After their marriage and graduation, Paul and Juli flew to Florida for an extended honeymoon and a desperately needed rest. Their future for the next couple of years was already mapped out. They had enrolled in Western Seminary here in Portland, where I taught, with the intent of starting work in the fall on master’s degrees (MDiv for Paul, MA for Juli) in intercultural studies. They both planned to attend seminary while teaching piano to support themselves. After graduation they would head off to some third-world mission field. This was a well-formulated plan and a beautiful dream, but the Lord had other ideas.
Upon her return to Portland, Juli had not revived nearly as much as we had hoped or expected. Fighter that she is, she attempted to “keep up with the program,” but after just a few weeks, she had to drop out of Western. She still taught piano part-time, as her energy allowed. Then, as Juli’s energy level continued its free fall, Paul too came down with mono! To ration his strength, Paul dropped two of his three classes, but managed to continue teaching piano part-time. His condition eventually worsened to the point where he had to drop his seminary studies altogether. (By March 1989, they would both also have to terminate their piano teaching — a heart-wrenching decision for all of us.)
Desperate to find relief, they reached in many different medical directions, but found no help. Like so many others with baffling afflictions, they were waved off with that exasperating cop-out so familiar to frustrated patients, “There’s nothing wrong with you,” or “You’re just depressed.” I guess blaming the victim is a universal human evasion tactic when the person responsible for answers has none, and refuses to admit it.

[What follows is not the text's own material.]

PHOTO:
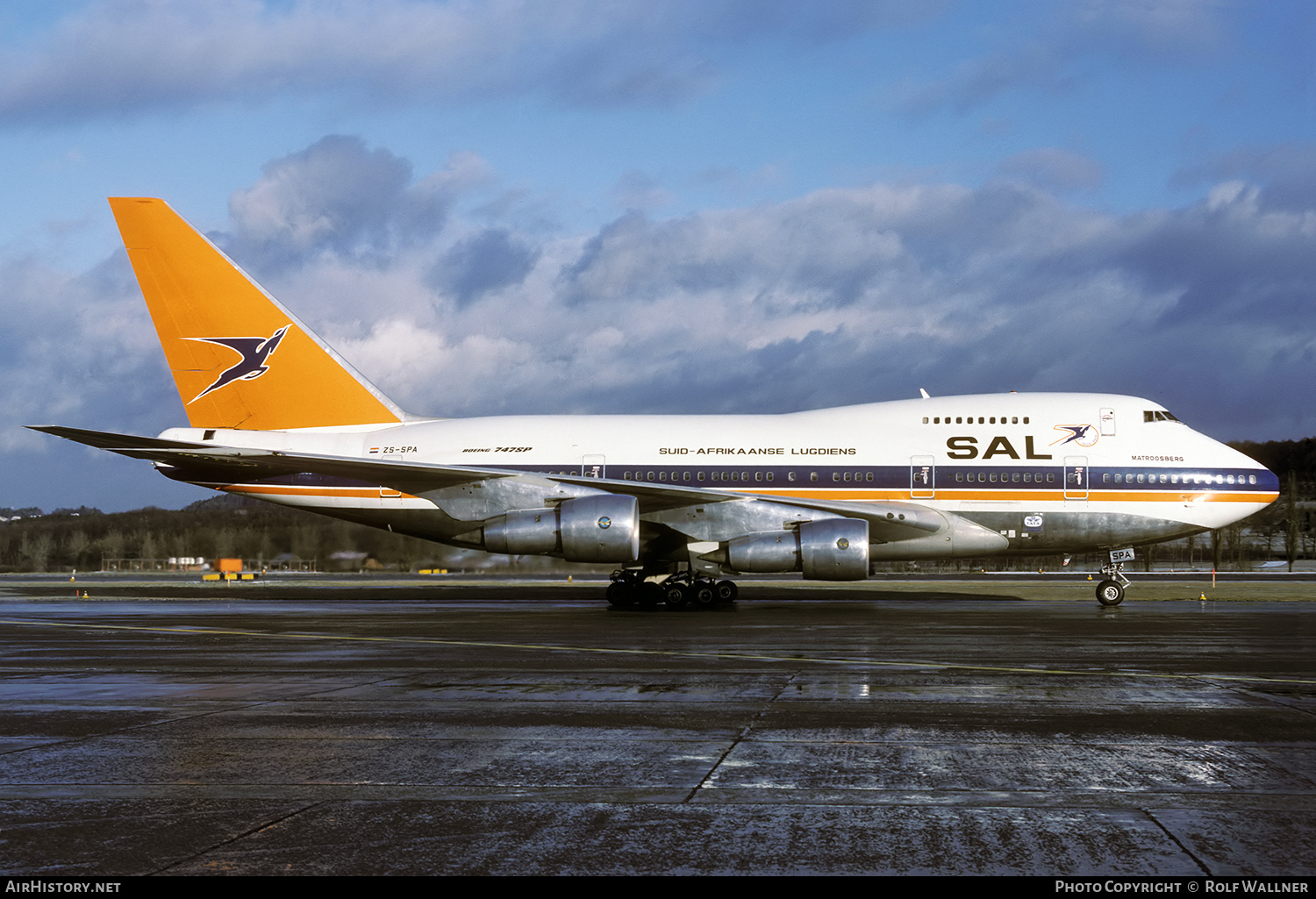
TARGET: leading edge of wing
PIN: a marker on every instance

Finally, in December of 1988, a viral disease specialist at Oregon Health Sciences University (OHSU) diagnosed the health monster they were facing. Since they both became debilitated after contracting mono, he concluded that they were suffering from chronic fatigue syndrome (CFS), a term that the Center for Disease Control (CDC) had recently coined for a severe postviralsyndrome, which was sometimes precipitated by the Epstein-Barr (mono) virus. However, because the CDC was unable to identify a single virus that caused all the current cases, they concocted this idiotic-sounding appellation (used only here in the U.S., nowhere else), which belies the utter seriousness of the disease.
Unfortunately, taming this beast has proven almost impossible. Although there have been some advancements in this area, there is still no cure for CFS (now renamed myalgicencephalomyelitis/chronic fatigue syndrome, or ME/CFS).At the time of their diagnosis, much of the medical community was still skeptical of its existence. For those who did acknowledge it, the understanding of this condition was still in its infancy. So, even though the CDC had officially recognized the disease, there was little any doctor could do to alleviate it. We were all facing dead-end street.

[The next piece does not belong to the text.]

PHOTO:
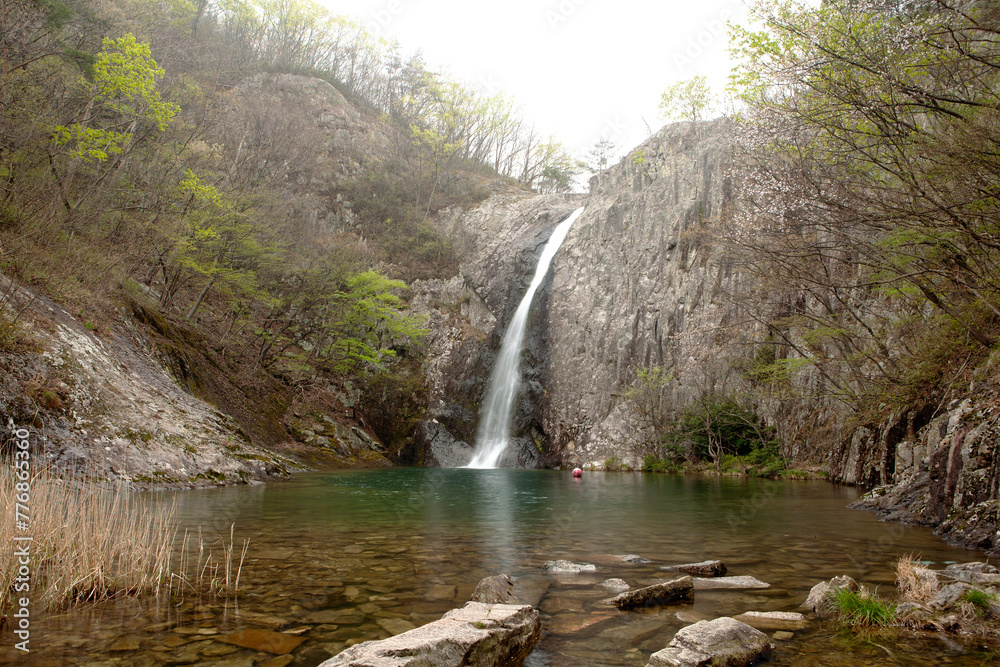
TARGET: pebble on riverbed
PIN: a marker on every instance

Before long, however, Juli was beginning to suffer from another condition CFS patients are prone to. Whatever the underlying cause of this affliction, Juli was soon developing what would become a horrifying, out-of-control, and totally mystifying disease called environmental illness, now known as MCS (multiple chemical sensitivities). In lay terms, MCS is a condition that varies in severity from patient to patient and causes them to react to certain chemicals that would never affect the average person.

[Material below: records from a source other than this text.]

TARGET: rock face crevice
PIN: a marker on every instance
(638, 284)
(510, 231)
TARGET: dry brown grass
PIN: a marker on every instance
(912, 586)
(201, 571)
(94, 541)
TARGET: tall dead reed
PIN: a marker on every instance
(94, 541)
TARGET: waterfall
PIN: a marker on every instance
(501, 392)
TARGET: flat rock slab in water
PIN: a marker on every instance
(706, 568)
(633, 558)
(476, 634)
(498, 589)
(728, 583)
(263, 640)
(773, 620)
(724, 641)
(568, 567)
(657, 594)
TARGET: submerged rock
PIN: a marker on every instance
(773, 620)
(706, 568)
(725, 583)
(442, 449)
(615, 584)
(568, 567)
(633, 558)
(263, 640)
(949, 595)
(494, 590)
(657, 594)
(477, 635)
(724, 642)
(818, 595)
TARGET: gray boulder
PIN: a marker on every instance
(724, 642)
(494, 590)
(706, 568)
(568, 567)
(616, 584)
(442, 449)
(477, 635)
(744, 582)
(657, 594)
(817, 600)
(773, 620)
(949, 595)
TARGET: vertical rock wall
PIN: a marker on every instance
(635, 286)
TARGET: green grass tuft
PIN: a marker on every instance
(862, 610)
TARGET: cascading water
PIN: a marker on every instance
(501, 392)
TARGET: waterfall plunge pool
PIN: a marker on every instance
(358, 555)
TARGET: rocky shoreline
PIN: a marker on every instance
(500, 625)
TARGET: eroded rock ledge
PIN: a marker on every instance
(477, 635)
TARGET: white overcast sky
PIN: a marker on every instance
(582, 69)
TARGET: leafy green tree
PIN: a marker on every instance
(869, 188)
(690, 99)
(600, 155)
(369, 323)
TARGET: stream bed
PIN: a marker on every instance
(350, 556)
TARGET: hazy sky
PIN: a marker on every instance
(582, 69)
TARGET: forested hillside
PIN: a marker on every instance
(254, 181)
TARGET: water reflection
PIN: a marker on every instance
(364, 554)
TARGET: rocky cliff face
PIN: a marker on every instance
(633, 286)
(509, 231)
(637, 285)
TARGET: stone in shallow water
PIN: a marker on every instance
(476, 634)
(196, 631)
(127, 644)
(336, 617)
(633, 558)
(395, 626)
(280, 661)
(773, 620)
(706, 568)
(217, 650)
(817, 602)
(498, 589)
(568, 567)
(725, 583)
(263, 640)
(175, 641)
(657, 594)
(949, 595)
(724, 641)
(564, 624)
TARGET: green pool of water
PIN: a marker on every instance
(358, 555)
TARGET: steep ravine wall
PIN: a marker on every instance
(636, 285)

Before Juli’s symptoms began, neither she nor I would have given the slightest thought to something of this nature. We had never even heard of them. Yet now, the excruciating symptoms (known as vasculitis) she experienced when exposed to certain chemicals felt like burning acid was being poured into her veins and muscles. A nationally recognized doctor later found remarkably high levels of toxic chemicals in her blood and remarked to Paul, “Your wife has a real problem.”